The probes carried out by the UN Monitoring, Verification and Inspection Commission (UNMOVIC) and the International Atomic Energy Agency (IAEA) covered nuclear, missile, chemical and biological facilities, an Iraqi official said.
Iraq reported no incident by midday in any of the inspections.
One UNMOVIC team returned to a medical laboratory it could not visit on Friday because the keys could not be found.
On their first visit on Friday to the Communicable Diseases Control Centre the key holder could not be located, so the inspectors sealed several locked rooms in order to ensure non-interference.
Their search was expected to focus on the biological and chemical capability of the vast facility located in central Baghdad’s Andalus Square that Iraq declared to the United Nations last October 1.
Inspectors used the hotline to call Iraq’s top liaison officer with the United Nations, General Hossam Mohammed Amin, before sealing the offices.
It was the first hitch for UN weapons inspections since they resumed in Iraq on November 27, after a four-year absence.
Under UN Security Council resolutions 687, which defines the terms of the 1991 Gulf war ceasefire, Iraq has the obligation to declare and place under UN supervision equipment that could be of dual civilian and military use, in addition to dismantling its unconventional weapons and long-range missiles.
Iraq says it no such arsenal anymore and challenged the United States to prove that its declaration on weapons, handed over to the United Nations on December 8, contained gaping holes as US official claim.
The United Nations, meanwhile, announced that it had given Iraq until the end of the month to provide a complete list of scientists involved in its banned arms programmes, although UN officials made clear they remained reluctant to use powers to whisk them or their families abroad.
Chief arms inspector Hans Blix wrote to Iraqi presidential advisor Amir al-Saadi on Thursday formally requesting the complete list of Iraqi weapons scientists demanded by last month’s Security Council resolution, which relaunched the disarmament process.
UN spokesman Ewan Buchanan told reporters in New York that Blix had given Iraq until the end of the month.

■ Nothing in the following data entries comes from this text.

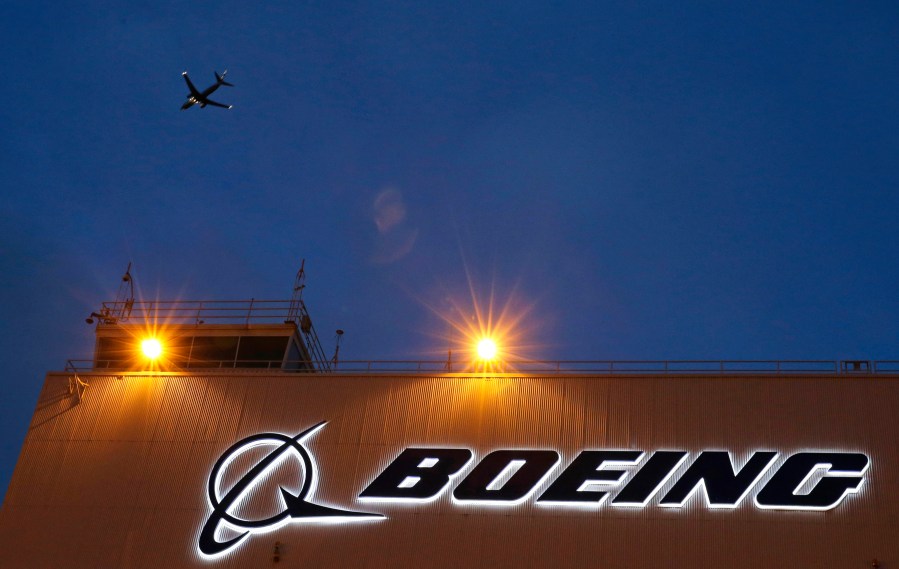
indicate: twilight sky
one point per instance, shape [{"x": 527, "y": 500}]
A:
[{"x": 642, "y": 180}]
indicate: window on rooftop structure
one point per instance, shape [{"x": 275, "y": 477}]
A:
[
  {"x": 261, "y": 351},
  {"x": 177, "y": 350},
  {"x": 297, "y": 358},
  {"x": 115, "y": 352},
  {"x": 213, "y": 351}
]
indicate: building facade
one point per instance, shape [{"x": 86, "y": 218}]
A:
[{"x": 260, "y": 467}]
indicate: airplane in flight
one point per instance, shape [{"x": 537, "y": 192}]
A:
[{"x": 195, "y": 97}]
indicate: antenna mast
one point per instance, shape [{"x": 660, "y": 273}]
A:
[
  {"x": 298, "y": 314},
  {"x": 120, "y": 310}
]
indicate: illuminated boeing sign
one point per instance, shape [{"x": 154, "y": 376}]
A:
[
  {"x": 808, "y": 480},
  {"x": 297, "y": 508}
]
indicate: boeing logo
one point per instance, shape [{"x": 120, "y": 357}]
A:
[
  {"x": 807, "y": 480},
  {"x": 297, "y": 507}
]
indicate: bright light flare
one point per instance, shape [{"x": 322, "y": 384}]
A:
[
  {"x": 151, "y": 348},
  {"x": 487, "y": 349}
]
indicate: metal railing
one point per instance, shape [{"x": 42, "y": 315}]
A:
[
  {"x": 234, "y": 312},
  {"x": 552, "y": 367}
]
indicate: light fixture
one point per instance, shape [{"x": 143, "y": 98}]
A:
[
  {"x": 487, "y": 349},
  {"x": 151, "y": 348}
]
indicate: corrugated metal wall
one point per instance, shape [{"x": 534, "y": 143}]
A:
[{"x": 119, "y": 479}]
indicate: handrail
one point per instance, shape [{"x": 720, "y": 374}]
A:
[{"x": 551, "y": 367}]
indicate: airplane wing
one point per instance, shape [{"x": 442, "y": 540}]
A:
[
  {"x": 214, "y": 104},
  {"x": 193, "y": 90}
]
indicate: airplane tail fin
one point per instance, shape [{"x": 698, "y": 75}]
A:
[{"x": 221, "y": 78}]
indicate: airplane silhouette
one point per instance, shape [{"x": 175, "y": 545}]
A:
[{"x": 195, "y": 97}]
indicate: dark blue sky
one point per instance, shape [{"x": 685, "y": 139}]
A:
[{"x": 653, "y": 180}]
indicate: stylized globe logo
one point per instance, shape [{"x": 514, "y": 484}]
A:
[{"x": 297, "y": 506}]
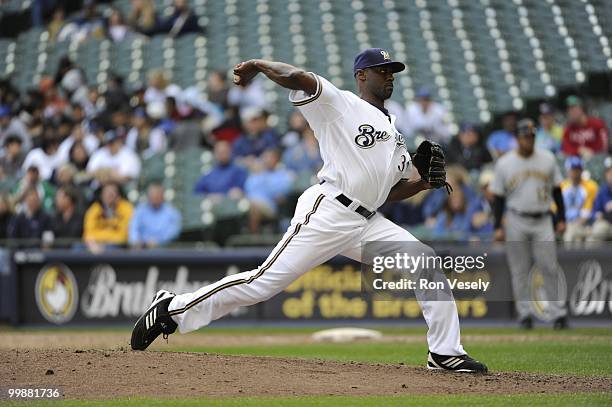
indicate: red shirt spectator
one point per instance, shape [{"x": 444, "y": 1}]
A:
[{"x": 583, "y": 132}]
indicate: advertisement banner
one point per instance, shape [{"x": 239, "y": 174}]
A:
[{"x": 64, "y": 287}]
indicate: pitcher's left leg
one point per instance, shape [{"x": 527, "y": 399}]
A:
[{"x": 443, "y": 336}]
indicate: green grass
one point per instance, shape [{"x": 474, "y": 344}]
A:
[{"x": 470, "y": 400}]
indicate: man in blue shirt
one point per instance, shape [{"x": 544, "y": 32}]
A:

Amin had told a news conference in Baghdad on Thursday that Iraq was already drawing up the list and was waiting for the written request from the United Nations.
Washington has been pressing the UN inspectors to use new powers to spirit Iraq scientists and their families abroad to allow them to speak out about banned weapons programmes without any possibility of intimidation by Baghdad.
But UN officials have so far strongly resisted the US pressure. “We are not going to abduct anybody, and we’re not serving as a defection agency,” Blix said last week.
UN Security Council Resolution 1441, which strengthened the inspections regime, gave the inspectors the right to interview Iraqi officials and scientists privately, inside or outside Iraq.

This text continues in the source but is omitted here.